No entanto, a margem de lucro não acompanha o ritmo do volume. A competição interna, com guerra de preços e capacidade excedente, reduziu a rentabilidade do setor. Em 2025, o lucro da BYD caiu e a margem automotiva ficou em torno de 20,5%.
Analistas descrevem um momento de “eliminação competitiva”: escala já não basta, e a lucratividade acelera ao monetizar tecnologia, manter margens e operar globalmente com eficiência de capital. A internacionalização volta a ser estratégia-chave, não opcional.
A guerra entre EUA, Israel e Irã reconfigura o cenário econômico. A valorização do petróleo, com altas superiores a 50% e picos acima de US$ 100 o barril, torna os EVs relativamente mais competitivos frente a combustíveis tradicionais, especialmente para frotas comerciais em mercados importadores de energia.
Por outro lado, o encarecimento do petróleo eleva custos logísticos globais, pressionando fretes, seguros marítimos e capital de giro. Em cadeias transnacionais, esse aumento pode reduzir parte dos ganhos competitivos dos veículos elétricos frente aos carros movidos a combustível fóssil.
O setor também vê impactos macroeconômicos. O petróleo caro alimenta inflação global, sustenta juros elevados e comprime a renda disponível, o que, por sua vez, pode frear a demanda por bens duráveis. O equilíbrio entre demanda e margem fica mais sensível.
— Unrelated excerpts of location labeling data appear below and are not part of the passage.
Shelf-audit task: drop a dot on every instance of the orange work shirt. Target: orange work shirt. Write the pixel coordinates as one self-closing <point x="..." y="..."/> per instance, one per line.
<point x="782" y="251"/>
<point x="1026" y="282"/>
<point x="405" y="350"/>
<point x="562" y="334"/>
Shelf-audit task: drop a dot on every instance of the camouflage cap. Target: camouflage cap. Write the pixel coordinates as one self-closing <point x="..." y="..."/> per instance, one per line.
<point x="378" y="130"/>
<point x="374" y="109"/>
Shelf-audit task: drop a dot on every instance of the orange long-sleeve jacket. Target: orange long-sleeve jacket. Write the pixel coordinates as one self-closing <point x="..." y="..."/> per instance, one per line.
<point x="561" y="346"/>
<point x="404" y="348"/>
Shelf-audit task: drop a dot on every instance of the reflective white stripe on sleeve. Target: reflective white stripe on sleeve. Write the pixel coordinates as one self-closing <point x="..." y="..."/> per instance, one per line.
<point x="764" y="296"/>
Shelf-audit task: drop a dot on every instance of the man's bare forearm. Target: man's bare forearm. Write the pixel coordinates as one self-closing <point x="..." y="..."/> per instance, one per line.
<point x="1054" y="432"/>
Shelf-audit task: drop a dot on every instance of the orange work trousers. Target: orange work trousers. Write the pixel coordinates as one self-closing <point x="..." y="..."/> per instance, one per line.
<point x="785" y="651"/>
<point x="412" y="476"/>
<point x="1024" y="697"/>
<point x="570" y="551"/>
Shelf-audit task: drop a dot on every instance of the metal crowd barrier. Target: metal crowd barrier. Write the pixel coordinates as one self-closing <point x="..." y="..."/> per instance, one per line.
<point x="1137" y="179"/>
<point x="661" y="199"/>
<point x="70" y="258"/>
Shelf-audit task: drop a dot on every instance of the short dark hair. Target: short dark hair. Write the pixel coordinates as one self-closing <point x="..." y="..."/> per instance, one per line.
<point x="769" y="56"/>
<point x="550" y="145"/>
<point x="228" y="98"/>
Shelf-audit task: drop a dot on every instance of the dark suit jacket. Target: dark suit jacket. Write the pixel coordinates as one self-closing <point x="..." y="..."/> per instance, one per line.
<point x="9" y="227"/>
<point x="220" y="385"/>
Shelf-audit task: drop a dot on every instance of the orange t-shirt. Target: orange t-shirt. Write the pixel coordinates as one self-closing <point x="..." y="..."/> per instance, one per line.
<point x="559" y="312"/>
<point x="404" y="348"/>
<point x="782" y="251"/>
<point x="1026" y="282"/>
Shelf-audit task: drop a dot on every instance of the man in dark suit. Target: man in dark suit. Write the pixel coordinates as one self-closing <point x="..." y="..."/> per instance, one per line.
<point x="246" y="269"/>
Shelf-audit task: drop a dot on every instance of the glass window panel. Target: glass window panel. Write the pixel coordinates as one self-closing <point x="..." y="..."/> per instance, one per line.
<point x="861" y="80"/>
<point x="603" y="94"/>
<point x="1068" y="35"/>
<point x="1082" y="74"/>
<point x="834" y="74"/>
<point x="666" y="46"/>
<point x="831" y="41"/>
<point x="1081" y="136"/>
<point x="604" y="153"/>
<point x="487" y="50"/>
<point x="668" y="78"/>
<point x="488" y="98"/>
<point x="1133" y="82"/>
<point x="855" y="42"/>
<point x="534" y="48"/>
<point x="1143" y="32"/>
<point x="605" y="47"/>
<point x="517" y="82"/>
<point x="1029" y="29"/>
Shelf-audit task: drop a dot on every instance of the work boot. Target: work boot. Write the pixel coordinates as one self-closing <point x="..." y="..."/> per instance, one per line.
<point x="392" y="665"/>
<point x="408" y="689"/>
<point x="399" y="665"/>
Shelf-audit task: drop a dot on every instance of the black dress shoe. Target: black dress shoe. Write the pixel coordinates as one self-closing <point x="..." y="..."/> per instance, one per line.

Como resposta, fabricantes chineses aceleram a produção local em mercados-chave para reduzir tarifas e logística. Brasil, Sudeste Asiático e Leste Europeu aparecem como pontos estratégicos para criar hubs de exportação e mitigar riscos tarifários.
Na prática, cresce a aposta em tecnologia avançada: recarga ultrarrápida e integração de software passam a ser diferenciais de valor. Se monetizados, esses avanços podem recompor margens e sustentar o crescimento global sem depender apenas de preço.
Em resumo, a China consolidou liderança de escala e tecnologia, mas transformar esse domínio em rentabilidade sustentável diante da geopolítica volátil permanece o desafio central para o setor de veículos elétricos nos próximos trimestres.
O que observar agora é o equilíbrio entre o comportamento do petróleo, custos logísticos e a capacidade de ampliar produção local sem sacrificar retorno. A monetização de inovações tecnológicas será crucial para romper a guerra de preços e gerar valor estável.